There are three components to latency that you should combine to come up with the total delay
1. Propagation delay owing to distance - The amount of time it takes to travel from point A to point B via speed of light. You can calculate this with .01 msec/mile (estimate of speed of light in fiber). This value becomes significant on cross country long haul circuits or international circuits. You need to double your distance if you are calculating roundtrip delay, e.g., NY to SF is approx. 3000 miles or 30ms one way, 60ms roundtrip.
2. Transmission delay - This is the amount of time it takes to move a packet of data across a fixed speed link. To calculate this you would need to estimate or measure an average size packet that shall be transversing the frame relay net. Convert packet bytes to bits and divide by the access speed of the frame relay net to give you seconds. Multiply this result by two since you need to access the frame relay net and come out the other side. If you are calculating roundtrip multiply this number by 4.
3. Queueing delay - This is usually the most significant component of latency. It is also nearly impossible to calculate easily. This component depends on queue sizes in both the frame relay switches and routers, the amount of traffic queued, the number of frame relay switches to be transversed, etc. The number of switches that you transverse will vary based on the condition of the carrier's network at any given point in time. The component doesn't exist on point-to-point serial links built on TDM technology. To estimate queueing delay, do extended ping tests at various times during the day and come up with an average. Routers have built in queuing delay.
As for bandwidth and latency: set up a sniffer to monitor the traffic to and from a workstation then use that station to ping (50+ times) the near and far ends of a WAN link with various packet sizes, around 60, 100, 500, 750, 1000, 1250, and 1500. You need to try at least two different sizes, and the larger the difference the better. Have the sniffer display delta time and packet size and ensure that each ping request is followed immediately by a ping response. Print to a CSV file and import into Excel. Sort the data and analyze everything but the ping responses.

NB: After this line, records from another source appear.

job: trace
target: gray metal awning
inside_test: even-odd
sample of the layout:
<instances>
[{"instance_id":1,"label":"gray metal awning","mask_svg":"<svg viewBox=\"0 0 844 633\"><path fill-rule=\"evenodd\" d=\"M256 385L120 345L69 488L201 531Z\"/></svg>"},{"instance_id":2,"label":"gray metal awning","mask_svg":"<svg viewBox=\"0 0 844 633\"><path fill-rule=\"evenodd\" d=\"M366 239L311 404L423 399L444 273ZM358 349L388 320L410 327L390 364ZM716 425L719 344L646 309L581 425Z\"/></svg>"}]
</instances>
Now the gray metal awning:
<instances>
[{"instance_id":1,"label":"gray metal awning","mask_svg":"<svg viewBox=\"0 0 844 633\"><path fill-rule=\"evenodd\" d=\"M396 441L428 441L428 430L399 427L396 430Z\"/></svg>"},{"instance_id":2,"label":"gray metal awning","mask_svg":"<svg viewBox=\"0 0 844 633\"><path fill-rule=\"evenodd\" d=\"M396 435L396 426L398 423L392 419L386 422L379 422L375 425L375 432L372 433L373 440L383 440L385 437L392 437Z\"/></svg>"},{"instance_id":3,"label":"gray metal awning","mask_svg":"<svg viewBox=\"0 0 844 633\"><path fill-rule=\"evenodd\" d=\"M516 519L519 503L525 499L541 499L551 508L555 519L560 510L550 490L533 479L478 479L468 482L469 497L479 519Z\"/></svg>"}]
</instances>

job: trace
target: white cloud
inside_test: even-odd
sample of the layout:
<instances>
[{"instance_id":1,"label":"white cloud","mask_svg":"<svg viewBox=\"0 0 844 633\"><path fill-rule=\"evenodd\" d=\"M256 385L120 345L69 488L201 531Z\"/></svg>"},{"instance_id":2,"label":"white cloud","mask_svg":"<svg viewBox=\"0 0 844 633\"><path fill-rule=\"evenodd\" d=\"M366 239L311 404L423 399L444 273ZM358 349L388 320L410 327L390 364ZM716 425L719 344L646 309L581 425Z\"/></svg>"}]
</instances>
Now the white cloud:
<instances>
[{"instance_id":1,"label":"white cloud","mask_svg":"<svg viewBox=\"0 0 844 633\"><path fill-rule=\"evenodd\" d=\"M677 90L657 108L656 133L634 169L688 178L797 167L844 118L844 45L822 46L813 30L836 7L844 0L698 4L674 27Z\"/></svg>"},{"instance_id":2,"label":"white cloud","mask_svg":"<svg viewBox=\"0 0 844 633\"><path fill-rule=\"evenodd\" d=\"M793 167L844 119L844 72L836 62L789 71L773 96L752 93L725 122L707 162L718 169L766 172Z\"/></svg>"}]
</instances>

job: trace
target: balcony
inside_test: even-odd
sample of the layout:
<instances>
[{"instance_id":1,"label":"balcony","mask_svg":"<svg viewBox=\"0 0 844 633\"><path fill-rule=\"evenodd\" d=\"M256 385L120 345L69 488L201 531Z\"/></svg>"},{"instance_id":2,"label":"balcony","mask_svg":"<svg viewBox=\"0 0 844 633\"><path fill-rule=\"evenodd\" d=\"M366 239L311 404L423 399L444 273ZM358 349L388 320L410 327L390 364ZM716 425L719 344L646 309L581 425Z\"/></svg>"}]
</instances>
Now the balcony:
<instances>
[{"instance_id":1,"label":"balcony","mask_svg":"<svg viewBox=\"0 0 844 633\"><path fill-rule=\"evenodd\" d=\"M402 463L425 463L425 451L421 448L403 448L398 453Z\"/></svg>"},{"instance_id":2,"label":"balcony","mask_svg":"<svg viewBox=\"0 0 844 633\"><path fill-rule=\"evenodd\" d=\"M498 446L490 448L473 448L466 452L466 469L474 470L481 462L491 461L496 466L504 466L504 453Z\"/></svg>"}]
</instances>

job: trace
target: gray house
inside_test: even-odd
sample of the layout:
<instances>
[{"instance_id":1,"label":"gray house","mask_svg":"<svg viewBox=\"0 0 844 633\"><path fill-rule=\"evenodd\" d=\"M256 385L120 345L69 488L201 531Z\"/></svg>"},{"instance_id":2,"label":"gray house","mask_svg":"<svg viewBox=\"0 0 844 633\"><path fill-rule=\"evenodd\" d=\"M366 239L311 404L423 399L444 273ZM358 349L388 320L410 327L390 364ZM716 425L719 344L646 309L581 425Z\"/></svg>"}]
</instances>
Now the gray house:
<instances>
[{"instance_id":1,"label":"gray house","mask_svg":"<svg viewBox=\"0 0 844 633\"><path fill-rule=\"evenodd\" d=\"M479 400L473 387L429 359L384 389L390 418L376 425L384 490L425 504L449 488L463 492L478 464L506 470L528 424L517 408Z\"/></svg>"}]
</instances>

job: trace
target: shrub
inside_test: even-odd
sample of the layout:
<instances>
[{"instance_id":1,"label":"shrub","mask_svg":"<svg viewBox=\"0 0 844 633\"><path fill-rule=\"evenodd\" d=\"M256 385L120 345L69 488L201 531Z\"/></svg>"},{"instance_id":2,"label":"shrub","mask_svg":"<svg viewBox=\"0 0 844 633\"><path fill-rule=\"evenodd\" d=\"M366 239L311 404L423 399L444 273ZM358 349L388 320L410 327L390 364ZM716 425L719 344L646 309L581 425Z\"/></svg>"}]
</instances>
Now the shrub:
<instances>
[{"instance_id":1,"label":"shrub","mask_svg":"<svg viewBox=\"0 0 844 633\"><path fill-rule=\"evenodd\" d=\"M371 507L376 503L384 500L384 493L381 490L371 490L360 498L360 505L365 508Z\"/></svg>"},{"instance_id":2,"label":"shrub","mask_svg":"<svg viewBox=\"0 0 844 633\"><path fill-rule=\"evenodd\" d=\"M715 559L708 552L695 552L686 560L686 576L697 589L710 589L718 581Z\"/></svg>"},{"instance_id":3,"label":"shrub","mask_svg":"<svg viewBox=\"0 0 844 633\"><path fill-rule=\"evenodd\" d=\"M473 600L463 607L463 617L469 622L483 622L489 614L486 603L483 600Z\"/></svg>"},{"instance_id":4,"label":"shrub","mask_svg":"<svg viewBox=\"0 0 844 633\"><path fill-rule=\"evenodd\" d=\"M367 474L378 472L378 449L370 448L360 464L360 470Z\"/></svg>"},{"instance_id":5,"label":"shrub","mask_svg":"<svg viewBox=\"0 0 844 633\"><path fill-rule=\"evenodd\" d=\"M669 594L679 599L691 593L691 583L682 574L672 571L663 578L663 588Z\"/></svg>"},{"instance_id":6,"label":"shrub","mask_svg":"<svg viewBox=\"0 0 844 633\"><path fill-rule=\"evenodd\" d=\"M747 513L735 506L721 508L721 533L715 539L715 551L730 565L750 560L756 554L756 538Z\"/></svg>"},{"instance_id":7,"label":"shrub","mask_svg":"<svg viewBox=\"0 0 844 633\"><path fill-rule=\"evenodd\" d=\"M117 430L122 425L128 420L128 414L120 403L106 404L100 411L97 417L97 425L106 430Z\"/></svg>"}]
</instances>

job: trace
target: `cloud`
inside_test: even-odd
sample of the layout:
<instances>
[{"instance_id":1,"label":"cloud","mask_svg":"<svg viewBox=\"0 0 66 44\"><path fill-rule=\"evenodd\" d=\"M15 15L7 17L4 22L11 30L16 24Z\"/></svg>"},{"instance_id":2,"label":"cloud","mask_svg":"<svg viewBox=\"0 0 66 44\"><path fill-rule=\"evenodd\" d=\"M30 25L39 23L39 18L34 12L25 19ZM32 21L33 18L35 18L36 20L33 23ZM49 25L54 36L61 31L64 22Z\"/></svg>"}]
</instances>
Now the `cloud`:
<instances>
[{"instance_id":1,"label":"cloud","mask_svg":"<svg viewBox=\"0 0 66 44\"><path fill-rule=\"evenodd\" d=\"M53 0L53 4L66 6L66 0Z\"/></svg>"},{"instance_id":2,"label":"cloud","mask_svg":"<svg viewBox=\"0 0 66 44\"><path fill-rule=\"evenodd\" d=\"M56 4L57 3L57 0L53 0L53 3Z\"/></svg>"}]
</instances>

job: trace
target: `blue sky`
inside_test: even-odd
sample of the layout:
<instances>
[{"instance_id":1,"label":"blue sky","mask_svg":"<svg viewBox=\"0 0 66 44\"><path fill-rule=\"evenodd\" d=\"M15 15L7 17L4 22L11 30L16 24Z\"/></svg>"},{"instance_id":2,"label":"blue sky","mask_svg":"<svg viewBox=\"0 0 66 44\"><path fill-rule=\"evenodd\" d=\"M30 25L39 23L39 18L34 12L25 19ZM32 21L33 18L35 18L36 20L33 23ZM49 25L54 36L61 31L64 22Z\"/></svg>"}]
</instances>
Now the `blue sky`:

You can use the frequency function to generate a histogram of the response times for each set of pings. The near-end pings will probably be close together but the far-end pings will vary. The distribution will vary depending on the backbone technology and the number of intermediate hops/NNIs in their network. You should have a few pings grouped together at the beginning of the distribution and use them to represent the so-called 'ideal' ping time with no queueing delay. If you don't see this, you may have to increase the number of pings or perform them at a different time of day. You can compute both bandwidth and latency based on the 'ideal' ping times, but that's a different write-up. Basically, it's easier to base things on 'ideal' times.